2014 Theses Doctoral
Statistical modeling and statistical learning for disease prediction and classification
This dissertation studies prediction and classification models for disease risk through semiparametric modeling and statistical learning. It consists of three parts. In the first part, we propose several survival models to analyze the Cooperative Huntington's Observational Research Trial (COHORT) study data accounting for the missing mutation status in relative participants (Kieburtz and Huntington Study Group, 1996a). Huntington's disease (HD) is a progressive neurodegenerative disorder caused by an expansion of cytosine-adenine-guanine (CAG) repeats at the IT15 gene. A CAG repeat number greater than or equal to 36 is defined as carrying the mutation and carriers will eventually show symptoms if not censored by other events. There is an inverse relationship between the age-at-onset of HD and the CAG repeat length; the greater the CAG expansion, the earlier the age-at-onset. Accurate estimation of age-at-onset based on CAG repeat length is important for genetic counseling and the design of clinical trials for HD. Participants in COHORT (denoted as probands) undergo a genetic test and their CAG repeat number is determined. Family members of the probands do not undergo the genetic test and their HD onset information is provided by probands. Several methods are proposed in the literature to model the age specific cumulative distribution function (CDF) of HD onset as a function of the CAG repeat length. However, none of the existing methods can be directly used to analyze COHORT proband and family data because family members' mutation status is not always known. In this work, we treat the presence or absence of an expanded CAG repeat in first-degree family members as missing data and use the expectation-maximization (EM) algorithm to carry out the maximum likelihood estimation of the COHORT proband and family data jointly. We perform simulation studies to examine finite sample performance of the proposed methods and apply these methods to estimate the CDF of HD age-at-onset from the COHORT proband and family combined data. Our results show a slightly lower estimated cumulative risk of HD with the combined data compared to using proband data alone.
We then extend the approach to predict the cumulative risk of disease accommodating predictors with time-varying effects and outcomes subject to censoring. We model the time-specific effect through a nonparametric varying-coefficient function and handle censoring through self-consistency equations that redistribute the probability mass of censored outcomes to the right. The computational procedure is extremely convenient and can be implemented by standard software. We prove large sample properties of the proposed estimator and evaluate its finite sample performance through simulation studies. We apply the method to estimate the cumulative risk of developing HD from the mutation carriers in COHORT data and illustrate an inverse relationship between the cumulative risk of HD and the length of CAG repeats at the IT15 gene.

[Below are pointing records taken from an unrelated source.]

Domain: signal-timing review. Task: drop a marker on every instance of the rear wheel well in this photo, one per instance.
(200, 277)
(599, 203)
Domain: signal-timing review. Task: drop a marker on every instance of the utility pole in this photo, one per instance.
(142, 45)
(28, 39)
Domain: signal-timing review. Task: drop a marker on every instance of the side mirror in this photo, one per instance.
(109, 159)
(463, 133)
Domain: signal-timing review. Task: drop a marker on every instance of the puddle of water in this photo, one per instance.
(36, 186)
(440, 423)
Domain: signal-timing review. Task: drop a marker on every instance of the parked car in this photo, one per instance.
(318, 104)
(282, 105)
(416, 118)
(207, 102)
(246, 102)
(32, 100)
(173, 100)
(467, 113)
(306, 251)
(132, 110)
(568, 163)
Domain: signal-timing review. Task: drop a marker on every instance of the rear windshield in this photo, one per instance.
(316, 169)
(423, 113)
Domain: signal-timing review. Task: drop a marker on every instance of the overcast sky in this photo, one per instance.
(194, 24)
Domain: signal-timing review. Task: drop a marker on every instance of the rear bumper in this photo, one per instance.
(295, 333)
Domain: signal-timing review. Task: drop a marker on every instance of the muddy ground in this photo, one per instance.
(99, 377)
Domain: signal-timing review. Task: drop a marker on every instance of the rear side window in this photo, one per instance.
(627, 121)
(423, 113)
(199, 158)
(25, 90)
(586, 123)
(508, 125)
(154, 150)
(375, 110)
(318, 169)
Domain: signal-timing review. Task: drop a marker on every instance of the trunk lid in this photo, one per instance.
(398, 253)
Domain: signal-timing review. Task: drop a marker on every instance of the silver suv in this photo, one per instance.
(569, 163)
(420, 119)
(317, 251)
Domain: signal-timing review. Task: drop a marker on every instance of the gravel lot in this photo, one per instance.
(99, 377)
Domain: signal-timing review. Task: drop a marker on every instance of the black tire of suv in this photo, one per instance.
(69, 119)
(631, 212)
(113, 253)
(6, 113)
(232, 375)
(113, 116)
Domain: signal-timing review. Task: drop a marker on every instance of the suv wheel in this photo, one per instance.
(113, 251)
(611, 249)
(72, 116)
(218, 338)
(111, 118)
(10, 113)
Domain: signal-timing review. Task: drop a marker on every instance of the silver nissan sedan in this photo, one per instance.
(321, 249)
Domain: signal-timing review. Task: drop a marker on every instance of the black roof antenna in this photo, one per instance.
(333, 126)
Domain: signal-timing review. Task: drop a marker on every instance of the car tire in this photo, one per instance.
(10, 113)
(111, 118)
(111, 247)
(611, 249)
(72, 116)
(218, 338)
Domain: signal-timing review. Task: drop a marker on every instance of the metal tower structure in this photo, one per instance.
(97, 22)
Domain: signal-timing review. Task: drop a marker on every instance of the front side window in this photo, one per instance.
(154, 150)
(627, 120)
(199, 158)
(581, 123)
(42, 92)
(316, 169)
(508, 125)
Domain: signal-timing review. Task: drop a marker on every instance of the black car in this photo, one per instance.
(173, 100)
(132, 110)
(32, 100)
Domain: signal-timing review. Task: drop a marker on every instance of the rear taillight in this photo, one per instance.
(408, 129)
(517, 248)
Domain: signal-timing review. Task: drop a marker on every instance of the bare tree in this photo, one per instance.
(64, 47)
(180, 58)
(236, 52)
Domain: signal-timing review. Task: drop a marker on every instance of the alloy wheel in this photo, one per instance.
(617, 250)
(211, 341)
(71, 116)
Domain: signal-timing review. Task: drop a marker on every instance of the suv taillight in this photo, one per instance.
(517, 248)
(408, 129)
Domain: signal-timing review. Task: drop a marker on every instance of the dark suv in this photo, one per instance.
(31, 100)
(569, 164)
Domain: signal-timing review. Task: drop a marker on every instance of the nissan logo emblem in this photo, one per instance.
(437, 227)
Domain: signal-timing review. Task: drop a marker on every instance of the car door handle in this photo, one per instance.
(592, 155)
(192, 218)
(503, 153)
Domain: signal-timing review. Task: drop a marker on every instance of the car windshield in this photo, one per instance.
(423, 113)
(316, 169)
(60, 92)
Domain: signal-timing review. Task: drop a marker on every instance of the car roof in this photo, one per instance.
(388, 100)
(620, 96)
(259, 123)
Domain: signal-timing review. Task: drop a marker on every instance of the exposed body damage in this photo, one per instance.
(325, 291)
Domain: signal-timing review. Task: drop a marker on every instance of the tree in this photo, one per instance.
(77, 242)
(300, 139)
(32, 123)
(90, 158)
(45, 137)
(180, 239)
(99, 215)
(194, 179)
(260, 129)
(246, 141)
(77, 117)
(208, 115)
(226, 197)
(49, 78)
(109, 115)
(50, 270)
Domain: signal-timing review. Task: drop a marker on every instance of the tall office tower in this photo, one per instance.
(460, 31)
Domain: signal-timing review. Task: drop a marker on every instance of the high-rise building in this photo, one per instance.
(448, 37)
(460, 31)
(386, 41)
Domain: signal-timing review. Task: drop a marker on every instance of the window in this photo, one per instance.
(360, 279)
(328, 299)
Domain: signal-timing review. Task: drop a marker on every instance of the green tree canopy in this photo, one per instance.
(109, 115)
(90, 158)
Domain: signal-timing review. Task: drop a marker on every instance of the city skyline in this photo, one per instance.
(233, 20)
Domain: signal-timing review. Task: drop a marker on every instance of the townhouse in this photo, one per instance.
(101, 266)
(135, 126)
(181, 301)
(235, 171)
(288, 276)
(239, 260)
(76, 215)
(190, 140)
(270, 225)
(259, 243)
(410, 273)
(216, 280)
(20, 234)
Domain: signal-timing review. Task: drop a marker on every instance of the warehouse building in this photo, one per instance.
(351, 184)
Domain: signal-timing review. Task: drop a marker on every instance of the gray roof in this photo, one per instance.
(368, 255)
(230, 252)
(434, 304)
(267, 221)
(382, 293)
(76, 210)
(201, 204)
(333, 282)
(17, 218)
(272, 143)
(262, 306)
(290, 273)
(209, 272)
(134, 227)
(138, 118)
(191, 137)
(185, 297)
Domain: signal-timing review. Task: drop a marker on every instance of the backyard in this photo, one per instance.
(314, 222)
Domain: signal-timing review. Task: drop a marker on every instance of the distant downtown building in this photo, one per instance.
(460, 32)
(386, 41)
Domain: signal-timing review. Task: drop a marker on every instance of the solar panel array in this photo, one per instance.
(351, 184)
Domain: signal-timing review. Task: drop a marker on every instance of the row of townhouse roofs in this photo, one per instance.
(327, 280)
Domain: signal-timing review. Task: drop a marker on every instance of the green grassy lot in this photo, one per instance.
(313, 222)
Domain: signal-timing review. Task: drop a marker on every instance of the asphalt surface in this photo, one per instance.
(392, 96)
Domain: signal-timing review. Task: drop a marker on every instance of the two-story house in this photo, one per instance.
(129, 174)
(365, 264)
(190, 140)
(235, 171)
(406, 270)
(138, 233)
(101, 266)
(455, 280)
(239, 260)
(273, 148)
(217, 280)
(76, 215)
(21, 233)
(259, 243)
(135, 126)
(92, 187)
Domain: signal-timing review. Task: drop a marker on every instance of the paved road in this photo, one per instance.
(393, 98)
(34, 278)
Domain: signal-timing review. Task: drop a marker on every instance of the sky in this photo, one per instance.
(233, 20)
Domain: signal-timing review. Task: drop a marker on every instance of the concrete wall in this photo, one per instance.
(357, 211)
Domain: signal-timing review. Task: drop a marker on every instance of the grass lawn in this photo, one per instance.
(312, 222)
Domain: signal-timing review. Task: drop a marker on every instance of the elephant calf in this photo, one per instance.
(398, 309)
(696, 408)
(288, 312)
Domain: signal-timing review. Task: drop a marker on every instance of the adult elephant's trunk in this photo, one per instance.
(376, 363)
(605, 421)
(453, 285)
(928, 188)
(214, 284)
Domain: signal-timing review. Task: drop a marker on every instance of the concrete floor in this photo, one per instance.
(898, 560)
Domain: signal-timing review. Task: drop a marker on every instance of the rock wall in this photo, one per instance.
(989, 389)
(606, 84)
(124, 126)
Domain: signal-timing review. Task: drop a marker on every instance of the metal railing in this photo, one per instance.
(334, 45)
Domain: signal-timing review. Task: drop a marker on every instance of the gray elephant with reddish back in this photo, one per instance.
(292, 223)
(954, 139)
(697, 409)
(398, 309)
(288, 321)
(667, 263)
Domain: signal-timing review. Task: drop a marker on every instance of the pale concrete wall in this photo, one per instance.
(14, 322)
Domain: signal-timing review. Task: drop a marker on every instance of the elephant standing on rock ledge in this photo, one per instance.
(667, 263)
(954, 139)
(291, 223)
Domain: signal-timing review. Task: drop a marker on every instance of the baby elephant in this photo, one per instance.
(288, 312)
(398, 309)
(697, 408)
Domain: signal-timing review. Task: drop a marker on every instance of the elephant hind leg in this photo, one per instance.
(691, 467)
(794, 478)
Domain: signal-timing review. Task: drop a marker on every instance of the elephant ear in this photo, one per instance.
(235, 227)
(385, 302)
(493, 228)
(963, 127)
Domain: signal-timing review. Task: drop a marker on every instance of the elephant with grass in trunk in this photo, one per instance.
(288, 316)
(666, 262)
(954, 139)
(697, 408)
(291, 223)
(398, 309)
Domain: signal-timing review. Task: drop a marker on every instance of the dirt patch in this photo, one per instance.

In the second part of the dissertation, we develop methods to accurately predict whether pre-symptomatic individuals are at risk of a disease based on their various marker profiles, which offers an opportunity for early intervention well before definitive clinical diagnosis. For many diseases, existing clinical literature may suggest the risk of disease varies with some markers of biological and etiological importance, for example age. To identify effective prediction rules using nonparametric decision functions, standard statistical learning approaches treat markers with clear biological importance (e.g., age) and other markers without prior knowledge on disease etiology interchangeably as input variables. Therefore, these approaches may be inadequate in singling out and preserving the effects from the biologically important variables, especially in the presence of potential noise markers. Using age as an example of a salient marker to receive special care in the analysis, we propose a local smoothing large margin classifier implemented with support vector machine to construct effective age-dependent classification rules. The method adaptively adjusts age effect and separately tunes age and other markers to achieve optimal performance. We derive the asymptotic risk bound of the local smoothing support vector machine, and perform extensive simulation studies to compare with standard approaches. We apply the proposed method to two studies of premanifest HD subjects and controls to construct age-sensitive predictive scores for the risk of HD and risk of receiving HD diagnosis during the study period.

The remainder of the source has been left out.